CW attacks are especially challenging, requiring dedicated training or specialized defense strategies to maintain performance.
The results provide practical insights for real-world AI systems, where security and reliability are crucial, such as in:
Autonomous driving
Medical image diagnosis
Industrial inspection and surveillance
Significance for the Field:
This work highlights that adversarial training remains one of the most practical and effective defense strategies.
The findings can guide the design of secure and reliable ViT-based image classification systems.

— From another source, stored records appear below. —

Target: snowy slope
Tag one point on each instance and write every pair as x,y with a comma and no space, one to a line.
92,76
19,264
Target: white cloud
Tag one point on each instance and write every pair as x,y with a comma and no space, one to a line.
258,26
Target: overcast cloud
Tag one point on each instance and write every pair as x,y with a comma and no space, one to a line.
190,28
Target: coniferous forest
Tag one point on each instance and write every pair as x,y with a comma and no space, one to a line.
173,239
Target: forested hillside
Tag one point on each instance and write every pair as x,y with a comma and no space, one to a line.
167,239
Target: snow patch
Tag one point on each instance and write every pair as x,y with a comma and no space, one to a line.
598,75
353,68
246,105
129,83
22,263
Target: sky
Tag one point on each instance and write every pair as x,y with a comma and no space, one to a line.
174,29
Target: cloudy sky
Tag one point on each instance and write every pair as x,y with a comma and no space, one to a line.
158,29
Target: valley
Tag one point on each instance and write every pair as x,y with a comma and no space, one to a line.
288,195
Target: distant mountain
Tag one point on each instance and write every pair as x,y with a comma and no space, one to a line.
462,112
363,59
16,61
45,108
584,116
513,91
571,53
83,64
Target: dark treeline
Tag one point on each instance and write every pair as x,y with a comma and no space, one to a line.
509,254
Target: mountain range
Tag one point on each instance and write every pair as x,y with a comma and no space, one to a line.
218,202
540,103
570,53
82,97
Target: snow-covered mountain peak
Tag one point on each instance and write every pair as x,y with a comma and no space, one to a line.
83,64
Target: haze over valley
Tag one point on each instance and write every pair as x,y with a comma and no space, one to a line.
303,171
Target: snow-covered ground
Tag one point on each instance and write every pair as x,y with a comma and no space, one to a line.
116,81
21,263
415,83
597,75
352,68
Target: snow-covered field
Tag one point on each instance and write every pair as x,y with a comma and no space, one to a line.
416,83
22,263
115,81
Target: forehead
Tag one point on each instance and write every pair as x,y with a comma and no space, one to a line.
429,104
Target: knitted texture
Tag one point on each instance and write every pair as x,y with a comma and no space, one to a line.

By showing the performance gap between different attacks and defenses, the study also motivates future research into hybrid or ensemble defense techniques.
From my perspective as the researcher:
Real-World Implication
The study confirms that clean accuracy alone is not sufficient for deploying AI in safety-critical environments.
Robustness evaluation should always be part of the development process for ViT-based models.
FGSM+PGD as a Practical Baseline
This combination provides a strong and relatively training-efficient defense,
making it a good starting point for applications where computational resources are limited.
CW Attack Challenges
CW remains the most difficult attack to defend against,
suggesting that hybrid adversarial training or advanced techniques like defensive distillation may be necessary for production-level robustness.
Future Research Directions
Explore multi-stage training, where simple attacks (FGSM/PGD) are used first,
followed by highly optimized attacks like CW for fine-tuning robustness.
Investigate attention-aware defense strategies, leveraging the unique structure of ViTs.